Among manufacturing processes of modern very-large-scale integrated circuits (VLSIs), a lithography process is one of the important steps. Lithography is an important mean to transfer design patterns of an integrated circuit (IC) from a mask onto a silicon slice by a lithography machine. When the design patterns of the IC on the mask is imaged on the silicon slice via a projection objective lens of the lithography machine, light diffraction becomes more significant as characteristic sizes of the design patterns on the mask become smaller.
After rule-based optical proximity correction (OPC) and model-based optical proximity effects correction, a mask design optimization technique can be based on inversion lithography technology (ILT). The ILT aims at realizing patterns on the silicon slice (or wafer), by obtaining an ideal mask design pattern (typically as grayscale patterns or so-called pixel-based mask patterns) through complicated inversion mathematical calculations, then obtaining a final polygon-based mask design pattern through simplification and extraction operations.

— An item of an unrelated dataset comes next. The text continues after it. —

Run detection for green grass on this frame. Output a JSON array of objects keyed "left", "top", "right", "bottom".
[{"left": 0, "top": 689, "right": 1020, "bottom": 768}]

Existing ILT mask optimizations can have high time cost, due to hundreds of optimization iterations and application of an OPC model to simulate a silicon wafer image for current mask optimization results for each optimization. Typically, more than 10 hours (300 CPU cores) are needed to optimize design patterns of hundreds of square microns. For a full chip (e.g., 22 mm*32 mm), it can take months and the computation load can be heavy.